Amid the steady onslaught of costly ransomware and other attacks, cyber insurance is more important than ever for businesses. A company can implement proper security controls and meet regulatory mandates, but breaches still happen—and when they do, cyber insurance can be a vital tool to help a business recover quickly. However, it’s also becoming more expensive, complicated and challenging to get.
According to Fitch Ratings, cyber insurance is the fastest-growing segment of the U.S. property/casualty insurance market. However, claims and payouts have jumped along with that growth, giving insurers a reason to be more exacting in what they expect from policyholders.
Between 2018 and 2021, Fitch found a 100% increase in the number of cyber insurance claims that policyholders made and a 200% increase in the number of claims that insurers paid out. Although the costs of cyber insurance premiums have leveled off somewhat, they’re still on the rise. According to insurance broker Marsh, there was an 11% rise in average cyber insurance prices in the first quarter of 2023 after a 28% jump in the last quarter of 2022.
Obtaining cyber insurance may have once been a straightforward process. Still, the growth and sophistication of the cyber landscape have changed the process, and companies looking to qualify for cyber insurance at reasonable rates have a substantial burden of proof. They must demonstrate to insurers that they have robust security controls and are complying with cybersecurity mandates.
While there are multiple methods for demonstrating robust security controls, three areas stand out. Those areas include security assessments, breach and attack simulation and asset intelligence.

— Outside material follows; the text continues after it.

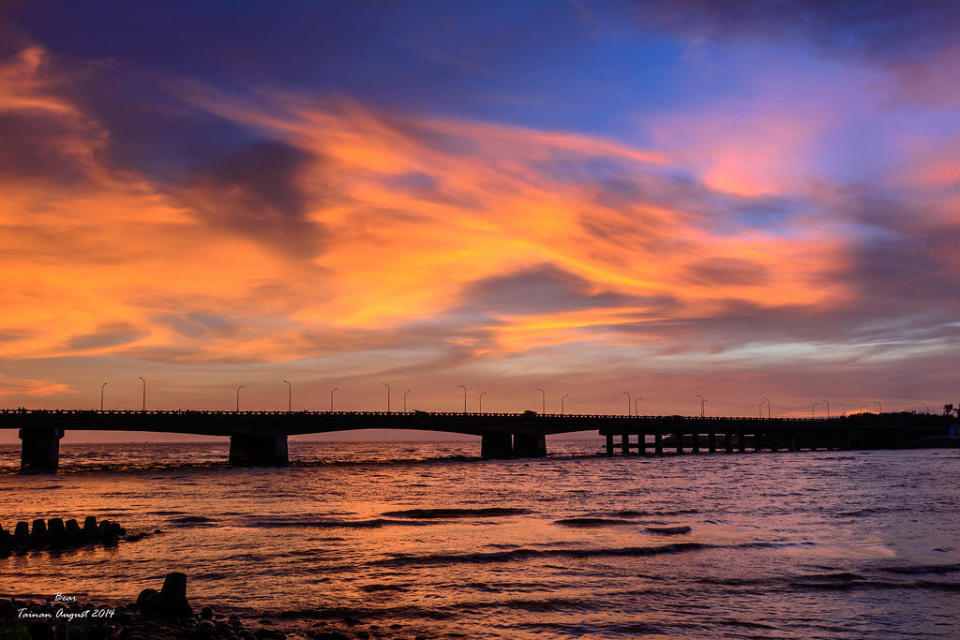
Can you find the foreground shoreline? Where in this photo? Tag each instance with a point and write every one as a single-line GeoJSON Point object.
{"type": "Point", "coordinates": [159, 616]}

Security assessments are a fantastic mechanism to leverage experts to penetrate, evaluate and measure the effectiveness of your security controls. They can also effectively measure how well-practiced your incident response team is and how well their processes work in the face of an incident. Deliverables from these assessments can help highlight and prioritize potential issues across your talent, techniques and technology that can hinder the effectiveness of an organization’s security controls.
Breach And Attack Simulation
Third-party penetration testers as well as in-house red, blue and purple teams can use breach and attack simulation solutions that are engineered to validate the effectiveness of security controls, from endpoint protection and network firewalls to email protection and SIEMs. They execute actual attacks like data exfiltration and malware execution to determine if security controls prevent the attacks from being successful.

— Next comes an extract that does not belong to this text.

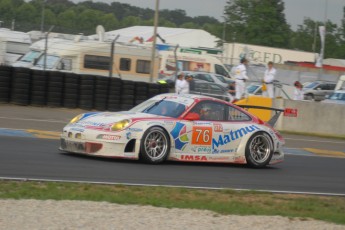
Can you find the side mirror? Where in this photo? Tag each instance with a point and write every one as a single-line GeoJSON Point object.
{"type": "Point", "coordinates": [192, 117]}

They can also ascertain if the attacks are detected, and they generate alerts across hundreds or thousands of attack types. The resulting output precisely maps the successful attacks to failed security controls while prescriptively offering adjustments that can be made—thus ensuring that optimized and validated controls are in place.
Asset intelligence can provide abundant evidence-based, enforceable data where regulatory compliance and cyber insurance meet. It’s an area where auditors spend a substantial amount of time because when assessing a system, it’s of the utmost importance to understand the whole spectrum of an organization from a risk perspective. You gain that understanding right at the juncture because auditors often deal with regulators and insurance companies simultaneously.

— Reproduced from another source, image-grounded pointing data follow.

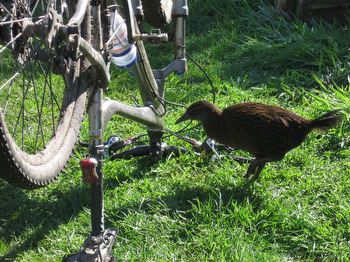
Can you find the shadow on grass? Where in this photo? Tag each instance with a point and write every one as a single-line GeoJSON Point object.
{"type": "Point", "coordinates": [33, 218]}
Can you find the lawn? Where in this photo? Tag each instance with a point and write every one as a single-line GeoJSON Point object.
{"type": "Point", "coordinates": [193, 208]}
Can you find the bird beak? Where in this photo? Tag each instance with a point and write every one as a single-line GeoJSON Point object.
{"type": "Point", "coordinates": [183, 118]}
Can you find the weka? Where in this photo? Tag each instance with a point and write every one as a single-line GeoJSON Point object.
{"type": "Point", "coordinates": [267, 132]}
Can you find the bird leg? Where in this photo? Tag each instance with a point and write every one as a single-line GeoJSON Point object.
{"type": "Point", "coordinates": [257, 165]}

From a security perspective, asset intelligence built on evidence-based security data—instead of merely taking inventory of devices and software—can help organizations comply with regulatory standards. Those standards, after all, are designed to ensure that specific security controls are in place. That data is also what insurers are looking for when drawing up a cyber insurance policy.
For organizations, the benefits of asset intelligence include:
• Risk reduction, which is an important discipline in compliance and some of the best data you can have when applying for cyber insurance.
• Quicker identification of security gaps, which is an essential step in the risk reduction chain of vulnerability identification and mitigation as well as another critical factor for regulatory requirements and insurance confluence.
Incontrovertible evidence-based data that shows that an organization is taking a proactive approach to risk management can translate to more favorable terms for cyber insurance, including lower premiums and other elements such as the length of a policy. With car insurance, if you can show an insurer that you live in the middle of nowhere and your nearest neighbor is 50 miles away, you’ll pay less for insurance. With cyber insurance, the data you derive is worth dollars and cents.
It can also benefit insurers by making them more competitive. Having a better understanding of a company’s security posture not only allows insurers to offer a lower rate but also gives them the flexibility to customize policies—tailoring them to the unique needs and risks of the business.
Cyber insurance is critical for businesses operating in the face of mounting threats and the possibility of expensive, reputation-damaging breaches. A company that can assess its security, conduct breach and attack simulations and offer a clear view of its enterprise should get more favorable terms on insurance.